Exhibitions have become one of the most influential cultural languages of our time: they articulate narrative, form, criticism, and experience. They are tools capable of producing knowledge and transforming the way we interpret the world.
In this master, we explore how these cultural devices are created, interpreted, and transformed, and how design articulates this entire ecosystem of disciplines.
The expanded exhibition environment: a growing field
Exhibitions are no longer confined to museum display cases; today they live in streets, institutions, brands, social movements, digital platforms, and hybrid formats. This master analyzes the ecosystem to understand how exhibition design operates in rapidly changing cultural, commercial, and technological fields.
A critical and strategic practice
Every exhibition is a narrative and, as such, a device for producing meaning. Far from being neutral: it constructs discourses, defines memories, and participates in the symbolic representation of the world. What is being told, how is it being told, and who is it addressing? From these questions, the master approaches the exhibition narrative from the perspective of research and the conscious articulation of content, understanding curating and design as critical and strategic practices of cultural communication.

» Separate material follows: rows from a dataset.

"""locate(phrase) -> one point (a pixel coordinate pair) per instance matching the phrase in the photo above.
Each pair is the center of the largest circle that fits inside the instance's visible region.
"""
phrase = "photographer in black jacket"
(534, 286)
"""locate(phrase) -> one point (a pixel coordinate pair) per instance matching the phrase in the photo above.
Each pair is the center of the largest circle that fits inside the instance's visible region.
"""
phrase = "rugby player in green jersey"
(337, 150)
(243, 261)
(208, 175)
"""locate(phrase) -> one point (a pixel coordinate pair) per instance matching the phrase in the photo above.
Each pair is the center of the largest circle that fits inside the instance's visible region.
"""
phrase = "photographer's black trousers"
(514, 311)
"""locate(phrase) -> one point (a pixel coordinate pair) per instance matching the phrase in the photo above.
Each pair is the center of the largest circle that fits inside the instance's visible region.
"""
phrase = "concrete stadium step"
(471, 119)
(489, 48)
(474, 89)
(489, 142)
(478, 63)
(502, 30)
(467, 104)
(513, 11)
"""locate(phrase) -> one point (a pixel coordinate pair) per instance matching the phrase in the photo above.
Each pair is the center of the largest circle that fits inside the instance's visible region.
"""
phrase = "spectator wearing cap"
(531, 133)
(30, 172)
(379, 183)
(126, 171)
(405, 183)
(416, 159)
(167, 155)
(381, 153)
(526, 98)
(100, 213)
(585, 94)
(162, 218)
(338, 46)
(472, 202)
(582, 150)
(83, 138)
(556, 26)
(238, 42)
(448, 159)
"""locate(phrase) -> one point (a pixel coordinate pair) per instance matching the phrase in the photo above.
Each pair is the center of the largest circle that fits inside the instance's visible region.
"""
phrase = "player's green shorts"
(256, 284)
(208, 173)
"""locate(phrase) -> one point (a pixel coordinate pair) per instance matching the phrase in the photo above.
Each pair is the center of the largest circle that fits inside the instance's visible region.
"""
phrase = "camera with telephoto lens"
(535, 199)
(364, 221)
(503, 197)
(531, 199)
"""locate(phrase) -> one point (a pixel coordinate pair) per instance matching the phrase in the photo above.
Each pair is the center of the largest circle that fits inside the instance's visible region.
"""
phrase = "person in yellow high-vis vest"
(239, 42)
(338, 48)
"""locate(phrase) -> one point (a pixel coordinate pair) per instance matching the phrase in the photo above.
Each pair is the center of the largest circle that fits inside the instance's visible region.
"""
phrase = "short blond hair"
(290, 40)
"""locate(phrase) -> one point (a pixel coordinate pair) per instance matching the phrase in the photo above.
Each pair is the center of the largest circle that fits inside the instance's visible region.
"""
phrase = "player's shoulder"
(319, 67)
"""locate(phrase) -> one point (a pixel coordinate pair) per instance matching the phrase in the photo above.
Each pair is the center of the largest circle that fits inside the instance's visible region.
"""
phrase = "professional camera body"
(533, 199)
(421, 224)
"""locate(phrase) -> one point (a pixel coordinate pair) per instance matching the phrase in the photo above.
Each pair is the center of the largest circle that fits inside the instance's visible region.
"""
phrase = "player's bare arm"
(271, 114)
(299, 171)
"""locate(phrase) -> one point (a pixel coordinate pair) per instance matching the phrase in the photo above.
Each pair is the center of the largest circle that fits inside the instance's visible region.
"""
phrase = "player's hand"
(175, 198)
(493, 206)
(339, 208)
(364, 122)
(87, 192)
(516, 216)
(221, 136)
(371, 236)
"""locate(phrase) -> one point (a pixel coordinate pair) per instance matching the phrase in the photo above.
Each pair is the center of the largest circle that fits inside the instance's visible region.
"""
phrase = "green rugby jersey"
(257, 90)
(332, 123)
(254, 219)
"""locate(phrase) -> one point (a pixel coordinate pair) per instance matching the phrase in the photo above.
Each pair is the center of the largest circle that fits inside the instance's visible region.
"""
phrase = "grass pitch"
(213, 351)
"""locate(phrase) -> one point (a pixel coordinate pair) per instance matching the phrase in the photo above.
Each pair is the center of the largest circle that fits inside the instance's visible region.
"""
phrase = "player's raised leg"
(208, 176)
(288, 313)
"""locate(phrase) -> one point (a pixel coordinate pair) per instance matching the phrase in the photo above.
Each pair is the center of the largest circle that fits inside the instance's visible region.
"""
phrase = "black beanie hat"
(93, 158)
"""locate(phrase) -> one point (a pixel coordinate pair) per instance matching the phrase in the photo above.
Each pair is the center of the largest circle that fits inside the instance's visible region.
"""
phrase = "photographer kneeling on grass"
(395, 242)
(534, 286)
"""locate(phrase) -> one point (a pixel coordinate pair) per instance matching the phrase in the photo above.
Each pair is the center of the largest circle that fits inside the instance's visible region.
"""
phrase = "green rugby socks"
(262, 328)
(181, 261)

New Media: technology with purpose
In a context dominated by immersive experiences and digital devices, we take a critical look at technology. It is not about impressing but about assessing when it contributes to the discourse and when it distorts it, when it shapes experiences and when it standardizes perspectives. We advocate a balance between materiality and virtuality, between physical space and digital media.
Design as part of the narrative
Space is not just a container, it is an active narrator that can generate tension, surprise, disruption, or calmness; it can guide, condition, or challenge the reading of the experience. We explore how space creates meaning and how design decisions transform the relationship between work, content, and audience.
Unexpected perspectives
To rethink what an exhibition is, we need to expand its tools. This master integrates contributions from anthropology, dramaturgy, architecture, lighting, sound design, and other languages that are unusual in this field. The goal: to open up new ways of narrating, interpreting, and activating the exhibition experience.